I have done this a bit backwards in that I’ve already posted in new arrivals but would like to share my story now. I apologise in advance if this turns into a bit of a novel but this is the first time in a long time that I’ve written all this down.
In summer 2002 I had been single for a while. My dad had died suddenly a few months earlier and I wasn’t looking to meet anybody. As is usually the case, with these things happening when you least expect them, I met Steve. 8 months later we moved in together and in May 2006 we got married.
During that summer we discussed having a family but decided we would try and let nature take its course. We were therefore delighted in the November to find out I was pregnant the first time of ‘properly’ trying. At our 20 week scan we were over the moon to find out we were expecting a little boy.
On the 6th May 2007 at 28 weeks pregnant our world turned upside down. I had been to the doctors a few days earlier with what I thought was indigestion. The pain got steadily worse until the weekend when we phoned our maternity unit to ask if I could get checked out. Despite being in agony I still didn’t believe that anything could be seriously wrong and naively thought I’d be given some medicine and be back home in time for my Sunday lunch! I will skip some of the details but when we got to hospital my blood pressure was so high the midwife taking it thought the machine was broken, even so I still didn’t realise how serious the situation was for my health, even when the consultant started talking about delivery.
I was given an emergency c-section under general anaesthetic and on waking was given the news by my husband that our little boy hadn’t made it. Max had lived an hour and a half and had passed away before I came round. Seeing how surprised the doctors were that he hadn’t made it was heartbreaking. Out of the two of us they were more worried that they’d lose me (something that Steve only told me months after). At 28 weeks gestation they’d expected him to survive and a post mortem revealed no underlying problems – it’s still hard to accept that we were just one of the unlucky ones. After spending 5 days in HDU I was allowed home.
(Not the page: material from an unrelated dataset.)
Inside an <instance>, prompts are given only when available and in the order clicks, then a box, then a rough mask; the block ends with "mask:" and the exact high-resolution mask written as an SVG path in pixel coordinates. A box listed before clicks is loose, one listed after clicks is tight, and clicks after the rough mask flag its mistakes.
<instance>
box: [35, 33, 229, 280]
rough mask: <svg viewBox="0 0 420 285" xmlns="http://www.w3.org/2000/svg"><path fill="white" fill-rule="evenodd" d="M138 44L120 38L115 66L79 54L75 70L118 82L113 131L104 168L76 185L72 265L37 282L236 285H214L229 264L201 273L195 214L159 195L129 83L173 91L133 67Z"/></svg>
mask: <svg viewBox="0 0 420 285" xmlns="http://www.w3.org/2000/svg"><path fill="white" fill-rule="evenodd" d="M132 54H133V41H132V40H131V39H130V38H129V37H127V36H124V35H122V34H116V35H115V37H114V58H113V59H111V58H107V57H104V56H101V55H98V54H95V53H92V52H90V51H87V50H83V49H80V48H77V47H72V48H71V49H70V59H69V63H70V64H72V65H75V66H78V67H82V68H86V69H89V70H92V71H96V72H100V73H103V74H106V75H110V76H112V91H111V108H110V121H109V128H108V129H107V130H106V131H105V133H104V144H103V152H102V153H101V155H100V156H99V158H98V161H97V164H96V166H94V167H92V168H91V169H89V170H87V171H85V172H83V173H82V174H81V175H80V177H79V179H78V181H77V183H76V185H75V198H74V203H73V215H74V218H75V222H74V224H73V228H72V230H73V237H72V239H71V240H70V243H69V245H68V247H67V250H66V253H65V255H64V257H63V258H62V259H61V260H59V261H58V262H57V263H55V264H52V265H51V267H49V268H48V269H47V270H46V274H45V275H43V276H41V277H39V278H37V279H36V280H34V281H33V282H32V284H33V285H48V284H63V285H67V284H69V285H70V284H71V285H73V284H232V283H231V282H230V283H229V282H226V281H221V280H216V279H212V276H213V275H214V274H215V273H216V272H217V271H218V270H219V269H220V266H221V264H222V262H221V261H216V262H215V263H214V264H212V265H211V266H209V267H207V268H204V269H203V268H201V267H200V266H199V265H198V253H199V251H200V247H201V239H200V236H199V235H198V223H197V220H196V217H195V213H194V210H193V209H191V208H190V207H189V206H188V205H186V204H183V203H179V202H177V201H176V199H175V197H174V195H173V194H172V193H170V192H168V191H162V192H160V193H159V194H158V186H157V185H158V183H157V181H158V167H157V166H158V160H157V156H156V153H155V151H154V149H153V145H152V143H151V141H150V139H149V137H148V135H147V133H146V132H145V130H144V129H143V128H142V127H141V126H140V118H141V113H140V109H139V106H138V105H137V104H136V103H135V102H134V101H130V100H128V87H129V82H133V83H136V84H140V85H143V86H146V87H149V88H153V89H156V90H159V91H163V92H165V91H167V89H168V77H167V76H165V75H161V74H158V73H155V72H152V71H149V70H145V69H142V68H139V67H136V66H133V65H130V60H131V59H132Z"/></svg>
Despite all this we were desperate to try again as soon as possible. We knew that no-one could ever replace Max but we’d been given a glimpse of what life might be like with a family and were desperate for more. We were told by our consultant to wait at least 3 months before trying again which seemed like an eternity but were lucky enough to fall pregnant at the second attempt. The care I received this time round was completely different and on the 20th of May Max’s little sister Tilly Hope was born at 37 weeks exactly after I started to show very mild signs of PE again.
Looking back I’m not quite sure how I got through this pregnancy. Every day I woke up wondering if that would be the day when things started to go wrong again, if I’d have a baby at the end of it, or even if I’d still be here. I know I couldn’t have done it without the support of my wonderful midwife and consultant and the people on this site (esp my lovely befriender Donna!!). Perversely, the fact that I got through this pregnancy (almost) PE free just makes me feel even more guilty about Max – that in a way he was the ‘trial run’ - but reading a few of the other posts it seems I’m not alone in that. Not a day goes by when I don’t wish both my children were here (in a way having Tilly just serves to confirm what we have lost whereas before we could only imagine) but we know how blessed we are to have Tilly so soon after losing Max and truly believe that he sent her to us.
I don’t blame you if you’ve given up on this halfway through but I’ve found writing it down very therapeutic. A year ago I read the stories on the website and never believed that things could be different for me second time around, but as my beautiful daughter lies here next to me I’m so glad I dared to believe that they just might be!